It’s great in the lab, but will it actually work? That’s the million-dollar question perpetually leveled at engineering researchers. For a family of layered nanomaterials, developed and studied at Drexel University — and heralded as the future of energy storage — that answer is now, yes.
For some time, researchers have been working on using two-dimensional materials, atomically thin nanomaterials, as components for faster-charging, longer-lasting batteries and supercapacitors. But the problem with the existing techniques for doing so are that when the thickness of the material layer is increased to about 100 microns — roughly the width of a human hair, which is the industry standard for energy storage devices — the materials lose their functionality.
Recently published research from Drexel and the University of Pennsylvania, shows a new technique for manipulating two-dimensional materials that allows them to be shaped into films of a practically usable thickness, while maintaining the properties that make them exceptional candidates for use in supercapacitor electrodes.

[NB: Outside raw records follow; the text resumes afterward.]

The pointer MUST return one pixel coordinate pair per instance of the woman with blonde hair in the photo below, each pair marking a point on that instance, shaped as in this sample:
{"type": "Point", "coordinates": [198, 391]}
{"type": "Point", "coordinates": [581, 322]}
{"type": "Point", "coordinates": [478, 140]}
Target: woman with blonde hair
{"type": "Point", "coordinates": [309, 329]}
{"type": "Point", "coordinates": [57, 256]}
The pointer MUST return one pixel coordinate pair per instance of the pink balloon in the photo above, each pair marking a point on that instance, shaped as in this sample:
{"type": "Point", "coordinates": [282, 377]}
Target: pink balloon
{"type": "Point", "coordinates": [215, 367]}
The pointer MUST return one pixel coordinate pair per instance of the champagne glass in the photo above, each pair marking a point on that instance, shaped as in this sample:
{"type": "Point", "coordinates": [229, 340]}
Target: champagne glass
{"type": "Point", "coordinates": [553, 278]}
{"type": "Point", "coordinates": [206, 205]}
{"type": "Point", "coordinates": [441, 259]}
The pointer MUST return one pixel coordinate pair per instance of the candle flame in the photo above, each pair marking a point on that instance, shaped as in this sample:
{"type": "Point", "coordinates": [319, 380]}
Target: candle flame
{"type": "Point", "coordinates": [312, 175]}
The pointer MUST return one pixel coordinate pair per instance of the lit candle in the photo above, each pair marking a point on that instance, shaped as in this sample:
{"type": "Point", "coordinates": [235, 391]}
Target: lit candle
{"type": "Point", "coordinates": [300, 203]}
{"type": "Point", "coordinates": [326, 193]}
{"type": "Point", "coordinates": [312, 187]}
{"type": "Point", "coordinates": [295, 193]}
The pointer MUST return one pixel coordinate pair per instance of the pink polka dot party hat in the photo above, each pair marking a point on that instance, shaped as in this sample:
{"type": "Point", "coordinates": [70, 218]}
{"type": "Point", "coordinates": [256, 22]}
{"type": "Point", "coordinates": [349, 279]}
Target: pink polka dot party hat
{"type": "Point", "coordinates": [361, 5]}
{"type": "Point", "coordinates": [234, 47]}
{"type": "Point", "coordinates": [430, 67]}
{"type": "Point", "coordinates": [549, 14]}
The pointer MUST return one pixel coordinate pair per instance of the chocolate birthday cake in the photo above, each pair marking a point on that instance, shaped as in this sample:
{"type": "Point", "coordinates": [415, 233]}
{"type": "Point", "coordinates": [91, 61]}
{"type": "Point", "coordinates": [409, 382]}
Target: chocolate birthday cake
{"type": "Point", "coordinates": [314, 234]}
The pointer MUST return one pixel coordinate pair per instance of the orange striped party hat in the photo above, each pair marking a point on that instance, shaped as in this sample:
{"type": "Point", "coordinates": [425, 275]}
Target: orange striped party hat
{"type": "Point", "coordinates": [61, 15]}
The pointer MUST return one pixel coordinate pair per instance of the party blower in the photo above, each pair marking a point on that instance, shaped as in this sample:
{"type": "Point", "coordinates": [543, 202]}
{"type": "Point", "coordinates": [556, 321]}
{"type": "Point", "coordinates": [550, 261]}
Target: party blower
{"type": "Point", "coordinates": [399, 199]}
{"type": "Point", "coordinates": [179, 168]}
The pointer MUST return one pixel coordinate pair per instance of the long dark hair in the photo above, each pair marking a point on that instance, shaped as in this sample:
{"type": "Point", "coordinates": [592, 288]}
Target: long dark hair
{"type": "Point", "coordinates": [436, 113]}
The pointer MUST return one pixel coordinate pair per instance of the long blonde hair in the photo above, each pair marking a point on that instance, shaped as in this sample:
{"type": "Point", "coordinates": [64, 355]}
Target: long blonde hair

The study, published in the journal Nature, focuses on using soft materials — similar to those in the liquid crystal displays of phones and televisions — as a guide for self-assembly of MXene sheets. MXenes, are a class of nanomaterials discovered at Drexel in 2011, that are particularly well-suited for energy storage.
“Our method relies on a marriage between soft material assembly and functional 2-D nanomaterials,” said Yury Gogotsi, PhD, Distinguished University and Bach professor in Drexel’s College of Engineering, who was a co-author of the research. “The resulting electrode films show rapid ion transport, outstanding rate handling, and charge storage equal to or exceeding commercial carbon electrodes.”